Plusieurs chercheurs en agroécologie, comme Stephen Gliessman, Stuart Hill et Rob Mac Rae, privilégient la première option. Toute entreprise agricole a le potentiel de devenir agroécologique. Pour ce faire, ces chercheurs considèrent que les entreprises agricoles doivent suivre une série d’étapes appelées niveaux de transition agroécologique. Le modèle ESR (Efficience-Substitution-Reconception) est le cadre d’analyse le plus fréquemment utilisé pour définir et situer les différents niveaux de transition agroécologique. En voici les grandes lignes

Niveau 1 : viser l’efficience
Deux façons efficaces d’améliorer l’efficience des flux de matière (ex. : intrants agricoles) et d’énergie (ex. : carburant pour tracteur) à l’échelle de la ferme sont l’optimisation des processus d’utilisation de la matière et de l’énergie et la limitation des déchets et des pertes d’énergie. Par exemple, adapter son équipement de pulvérisation de pesticides pour limiter les dérives de pesticides est un bon moyen d’améliorer l’efficience. Cela représente une première étape franchie vers la transition écologique, même si l’utilisation de pesticides reste une pratique utilisée à la ferme à ce niveau.

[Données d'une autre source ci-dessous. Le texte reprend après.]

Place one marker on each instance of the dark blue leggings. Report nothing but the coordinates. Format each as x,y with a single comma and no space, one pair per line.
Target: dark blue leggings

Niveau 2 : substituer les anciennes pratiques agricoles
L’étape de la substitution se caractérise par le remplacement de pratiques et intrants conventionnels par des pratiques ou intrants alternatifs dits écologiques. Par exemple, pour limiter les dommages causés par les insectes aux tomates de serre, les pesticides couramment utilisés peuvent être substitués par des insectes prédateurs (lutte biologique). L’agriculture biologique est souvent caractérisée comme étant un mode de production appartenant à ce niveau. On peut par exemple substituer des engrais minéraux de synthèse par des fumiers ou lisiers autorisés en production biologique, ou des insecticides par des filets anti-insectes dans la production de concombres en champs biologiques.

Niveau 3 : reconceptualiser l’agroécosystème, rien de moins !
Pour plusieurs fervents de l’agroécologie, les deux premiers niveaux de la transition agroécologique décrits ci-haut ne sont que des étapes mineures dans l’atteinte de l’objectif ultime : l’étape de la reconception de l’agroécosystème. Ce niveau, plus complexe, demande aux producteurs·trices agricoles de retourner à la table à dessin et de réorganiser et/ou réinventer les différentes composantes de leur ferme : cultures, élevage, ressources humaines, mise en marché, protection de l’environnement, etc. Cette reconceptualisation peut se faire entre autres par une diversification des cultures, l’implantation de haies brise-vent favorisant la biodiversité ou par l’envoi des animaux aux pâturages. Cependant, cette réingénierie du système agricole à l’échelle de la ferme, du bassin versant ou de la région est complexe, intensive en ressources et coûteuse. Elle reste l’étape la plus ardue, mais aussi la plus significative de la transition agroécologique.